Drilling and the Great Lakes


Detroit – Michigan is a leading American indicator not only for auto manufacturing but also for energy issues. With its vast Great Lakes water resources and coastline, it is at the forefront of debates on offshore oil drilling and wind power.


With gas at $4 a gallon and the state hemorrhaging jobs (unemployment here is a nation-leading 8.3 percent), state advocates for mining the lakes’ oil resources are getting a hearing. Writing in the Lansing State Journal, former Michigan Deptartment for Environmental Quality director Russ Harding (now a fellow with the Mackinac Center for Public Policy) urges the Wolverine State to overturn the state ban on Great Lakes drilling enacted in 2002 and the federal ban that followed in 2005.

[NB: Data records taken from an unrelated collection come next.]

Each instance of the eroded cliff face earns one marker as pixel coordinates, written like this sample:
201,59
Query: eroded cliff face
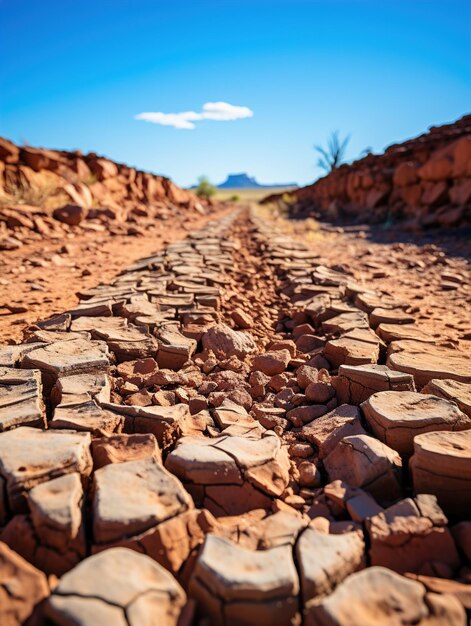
43,191
425,182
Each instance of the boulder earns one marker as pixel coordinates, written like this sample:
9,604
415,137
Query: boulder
132,497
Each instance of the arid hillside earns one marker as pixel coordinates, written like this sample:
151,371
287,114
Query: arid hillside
423,182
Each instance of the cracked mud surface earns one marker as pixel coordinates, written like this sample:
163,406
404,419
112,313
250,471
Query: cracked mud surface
239,429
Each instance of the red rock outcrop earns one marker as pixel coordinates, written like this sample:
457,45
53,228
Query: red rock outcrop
49,191
425,181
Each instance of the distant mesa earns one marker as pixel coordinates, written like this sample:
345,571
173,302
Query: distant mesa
244,181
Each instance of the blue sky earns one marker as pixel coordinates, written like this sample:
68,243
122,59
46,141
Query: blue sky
74,74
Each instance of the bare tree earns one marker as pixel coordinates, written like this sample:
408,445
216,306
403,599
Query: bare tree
332,157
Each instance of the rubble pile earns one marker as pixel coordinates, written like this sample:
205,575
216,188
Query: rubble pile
232,433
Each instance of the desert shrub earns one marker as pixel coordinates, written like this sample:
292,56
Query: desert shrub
332,156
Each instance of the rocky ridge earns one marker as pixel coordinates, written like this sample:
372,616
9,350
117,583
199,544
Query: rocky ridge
47,193
423,182
227,434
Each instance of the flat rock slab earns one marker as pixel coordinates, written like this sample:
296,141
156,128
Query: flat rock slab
82,388
262,462
397,332
165,422
86,416
52,537
125,340
451,390
22,587
389,316
65,358
327,431
425,362
355,384
174,349
441,465
21,402
397,417
346,322
134,496
116,587
238,586
363,461
29,456
377,595
325,560
56,510
121,448
412,536
225,342
356,347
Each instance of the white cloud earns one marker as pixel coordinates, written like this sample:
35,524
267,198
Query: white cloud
219,111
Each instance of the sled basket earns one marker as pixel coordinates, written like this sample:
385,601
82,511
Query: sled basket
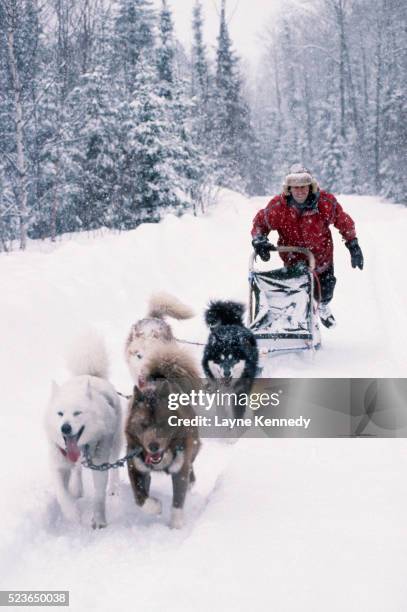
282,306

“Banning directional drilling was bad energy policy then, and it’s bad energy policy now,” writes Harding, citing a study by the Michigan Environmental Science Board that concludes “there is little to no risk of contamination to the Great Lakes bottom or waters (from) directionally drilled wells.”

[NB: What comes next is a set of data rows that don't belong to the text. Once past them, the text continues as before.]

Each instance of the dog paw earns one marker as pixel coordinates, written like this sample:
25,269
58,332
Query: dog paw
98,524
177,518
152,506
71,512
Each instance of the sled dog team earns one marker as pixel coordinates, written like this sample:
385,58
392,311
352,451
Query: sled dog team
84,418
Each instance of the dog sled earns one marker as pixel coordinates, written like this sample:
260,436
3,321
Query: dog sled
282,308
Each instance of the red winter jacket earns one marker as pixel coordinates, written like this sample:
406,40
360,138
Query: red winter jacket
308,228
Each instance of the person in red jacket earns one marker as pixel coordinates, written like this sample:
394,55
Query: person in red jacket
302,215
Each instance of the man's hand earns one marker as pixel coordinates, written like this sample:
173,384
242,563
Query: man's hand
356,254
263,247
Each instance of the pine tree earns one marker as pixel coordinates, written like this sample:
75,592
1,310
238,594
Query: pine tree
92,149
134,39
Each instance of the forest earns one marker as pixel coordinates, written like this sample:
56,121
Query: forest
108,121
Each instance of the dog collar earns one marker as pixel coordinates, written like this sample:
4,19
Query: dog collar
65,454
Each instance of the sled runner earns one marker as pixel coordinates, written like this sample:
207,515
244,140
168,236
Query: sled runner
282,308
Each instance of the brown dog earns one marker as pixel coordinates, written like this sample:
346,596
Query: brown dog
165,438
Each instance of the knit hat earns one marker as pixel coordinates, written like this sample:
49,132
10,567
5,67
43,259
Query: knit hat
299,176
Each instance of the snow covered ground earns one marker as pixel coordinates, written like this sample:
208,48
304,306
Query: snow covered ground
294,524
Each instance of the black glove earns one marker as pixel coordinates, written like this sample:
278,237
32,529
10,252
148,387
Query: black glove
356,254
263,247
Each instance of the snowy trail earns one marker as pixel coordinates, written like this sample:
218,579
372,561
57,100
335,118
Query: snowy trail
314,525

But, as in Pelosi’s Washington, Michigan has its own fanatical Mrs. No No No in power: Democratic Gov. Jennifer Granholm (and her Democratic statehouse chorus).

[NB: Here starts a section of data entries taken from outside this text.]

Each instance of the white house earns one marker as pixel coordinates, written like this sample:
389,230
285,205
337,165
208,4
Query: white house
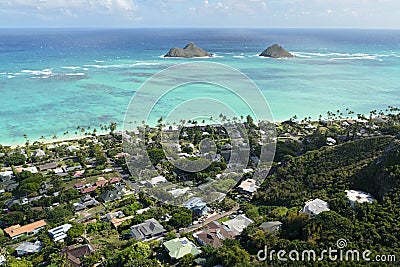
60,232
159,179
315,207
238,224
248,186
29,248
359,197
39,153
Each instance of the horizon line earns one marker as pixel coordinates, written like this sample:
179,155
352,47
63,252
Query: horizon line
188,27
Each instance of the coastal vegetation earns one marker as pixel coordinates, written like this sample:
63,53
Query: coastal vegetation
86,183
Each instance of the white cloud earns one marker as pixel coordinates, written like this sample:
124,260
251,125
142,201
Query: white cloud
82,5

And as in Washington, these pols refuse to lift the drilling ban on the grounds that the reserves don’t amount to much relative to world supply and would not make an immediate impact. “We would gain virtually nothing,” says Hugh McDiarmid, an activist (and ex-Detroit Free Press reporter, natch) with the state’s influential Michigan Environmental Council.


But, as Harding points out, that dog don’t hunt.


According to a state Senate Fiscal Agency report in 2002, if not for the ban (which shut down eight existing wells and forestalled 30 more), Great Lakes oil would have brought an economic benefit of approximately $1 billion (this in a state where Granholm just raised taxes $1.4 billion to cover revenue shortfalls). “Adjusted for the price of oil today,” notes Harding, “the economic benefit of tapping Michigan’s Great Lakes reserves would be $3 billion to $4 billion.”

Ironically, even as she opposes drilling, Gov. Granholm is touting a wind RPS as the state’s energy and jobs future. However, wind is only sustainable with big state-government tax breaks. And at its higher cost per reliable kW, it would inhibit the state’s ability to attract more manufacturing – an economic sector that is highly sensitive to electricity rates.

In defending the governor’s position, green activist McDiarmid told WJR radio’s Frank Beckmann Tuesday that “drilling would not get us out of the mess of high oil prices” and would aesthetically impact a “spectacular natural resource.” So, by supporting wind mandates, he’s for getting us into the mess of higher electricity prices while choking Michigan’s shorelines with windmills?